Der Grund für die Macht von Facebook, Whatsapp, X & Co. in Lateinamerika heißt: Zero-Rating. Vor etwa zehn Jahren begannen Telefonanbieter, in ihre Tarife für internetfähige Telefone ein paar Apps zu packen, welche die Nutzer:innen kein Datenvolumen kosten. Ein gutes Lockmittel, um User*innen zu bekommen, besonders, wenn das Internet ansonsten zu teuer für sie wäre. Whatsapp und Facebook sind heute also Standard. Manchmal noch Twitter und Instagram. Die Folge: Ein allgegenwärtiger Raum, an dem weder Politiker:innen noch Zivilgesellschaft oder der kleine Gemüseladeninhaber vorbeikommen – und der wohl bald massiv von Hetze, Propaganda und Lügen geflutet wird.
„Für viele Menschen in Lateinamerika ist Facebook das Internet. Denn es ist das Einzige, wozu sie Zugang haben, ohne mehr zu bezahlen“, sagt Pilar Saénz. Sie ist Projektkoordinatorin für Bürgerbeteiligung bei der kolumbianischen Stiftung Karisma. Diese setzt sich dafür ein, dass digitale Technologien die Menschenrechte und soziale Gerechtigkeit voranbringen – und hat ganz Lateinamerika im Blick.
In Lateinamerika laden die meisten Menschen ihr Guthaben auf, wie sie gerade können. Im Internet zu surfen, geht aufs Datenvolumen. Informationen kommen also über die kostenfreien sozialen Netzwerke. „Wenn sie eine Information anderswo überprüfen wollen, kostet das – also machen das viele Leute nicht. Dasselbe gilt für Whatsapp.“
Whatsapp ist in Lateinamerika einer der wichtigsten Orte für Kommunikation, funktioniert wie ein soziales Netzwerk. Gruppen mit Hunderten und Tausenden Mitgliedern sind ebenso Marktplatz wie Nachrichtenquelle. Menschen, die nicht lesen und schreiben können, nehmen Sprachnachrichten auf. „Diese sozialen Netzwerke verlassen zu können, ist ein Privileg“, sagt Pilar Sáenz.
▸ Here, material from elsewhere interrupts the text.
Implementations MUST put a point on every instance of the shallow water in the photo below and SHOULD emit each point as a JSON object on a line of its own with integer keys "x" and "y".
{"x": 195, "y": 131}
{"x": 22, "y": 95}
Eines, das Arme und Nichtstädter:innen nicht haben.
„Keine so kritische Sicht auf Technologie“
Jenseits der Städte ist die Netzabdeckung für Telefon und Internet oft so schlecht, dass weder Anrufe durchkommen noch Internetseiten laden. Was aber meist funktioniert: Facebook und Whatsapp. Denn Meta hat eigene Rechenzentren in Lateinamerika, die den Datenverkehr bei Meta-Produkten unterstützen. Elon Musks Starlink ist in manchen Regionen der einzige Internetanbieter. Aus all diesen Gründen sind Facebook, Whatsapp und Instagram fest in der Gesellschaft verankert, nicht nur bei Kleinstunternehmer:innen und Riesenketten, sondern auch bei Behörden und staatlichen Stellen.
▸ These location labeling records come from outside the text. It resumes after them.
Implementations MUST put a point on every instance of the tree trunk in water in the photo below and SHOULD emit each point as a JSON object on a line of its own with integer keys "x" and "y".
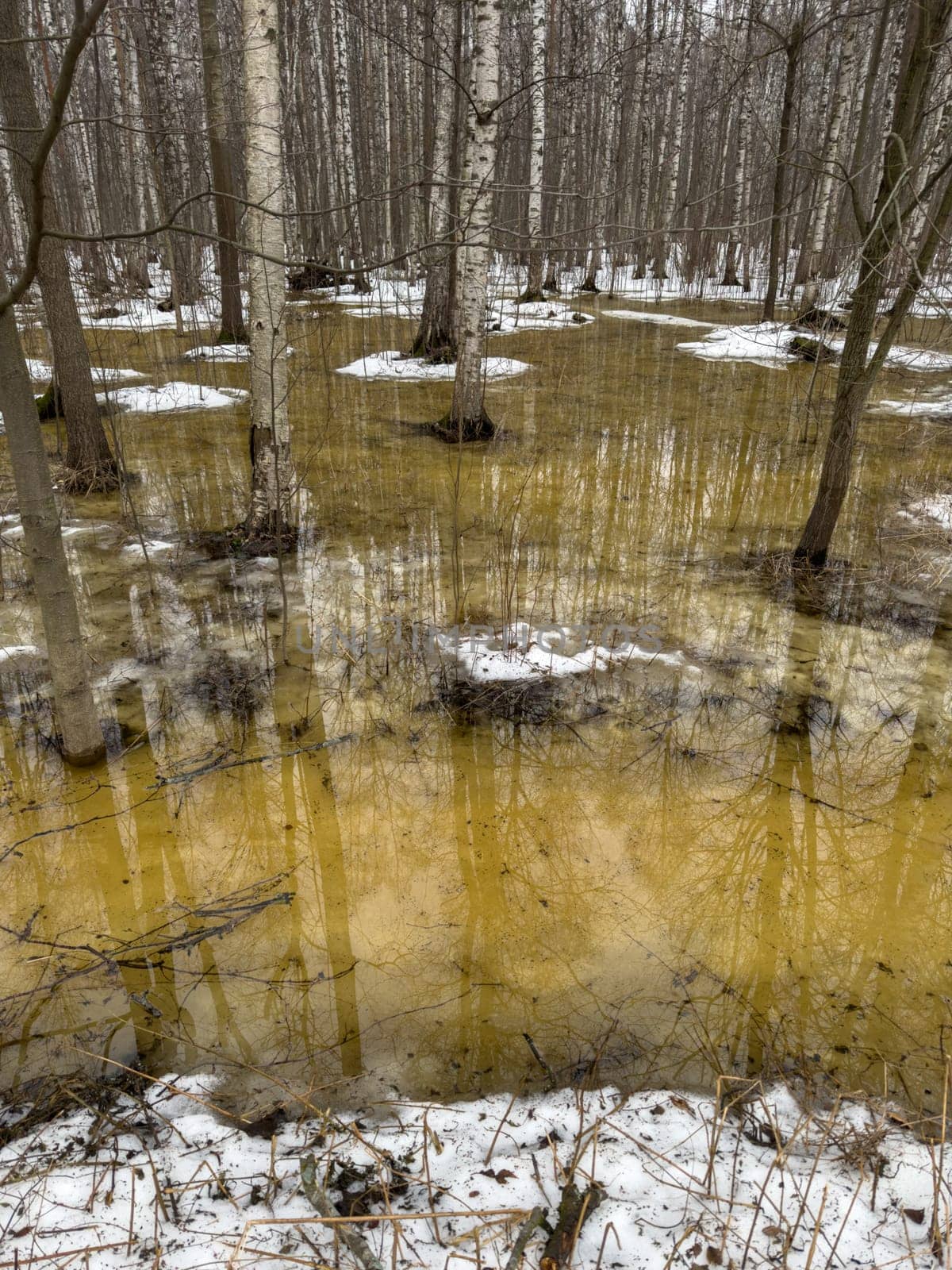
{"x": 739, "y": 203}
{"x": 793, "y": 46}
{"x": 88, "y": 455}
{"x": 660, "y": 260}
{"x": 537, "y": 152}
{"x": 435, "y": 338}
{"x": 922, "y": 38}
{"x": 82, "y": 736}
{"x": 467, "y": 419}
{"x": 824, "y": 197}
{"x": 270, "y": 514}
{"x": 232, "y": 323}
„In Lateinamerika haben wir keine so kritische Sicht auf Technologie“, sagt Catalina Moreno, Co-Direktorin der Stiftung Karisma. „Es gibt eine Tendenz, sie mit Fortschritt gleichzusetzen. Und sie für zutiefst unparteiisch und unpolitisch zu halten.“
Auch diese geringe Skepsis gegenüber Social-Media-Plattformen führt dazu, dass Digitalisierung für viele Regierungen in Lateinamerika anders aussieht als in Europa. Während die offiziellen Webseiten oft unübersichtlich und voller technischer Macken sind, bedeutet Modernisierung für viele nur: mehr Bürger:innenkontakt auf Facebook und Service über Whatsapp und Co. Dort antworten die Krankenkassen und Behörden laut Moreno schneller als über ihre eigenen Kanäle auf ihren Webseiten, per Telefon oder gar persönlich in einem Büro.
Wieso sie so viel Energie in ihre Social-Media-Auftritte stecken, ist schnell beantwortet: „Weil alle hier sind“, sagt Pilar Sáenz von der Stiftung Karisma. 86,6 Prozent der Lateinamerikaner:innen nutzen die sozialen Netzwerke. Facebook hat mit 77,8 Prozent die höchste Durchdringungsrate. Danach folgt Instagram.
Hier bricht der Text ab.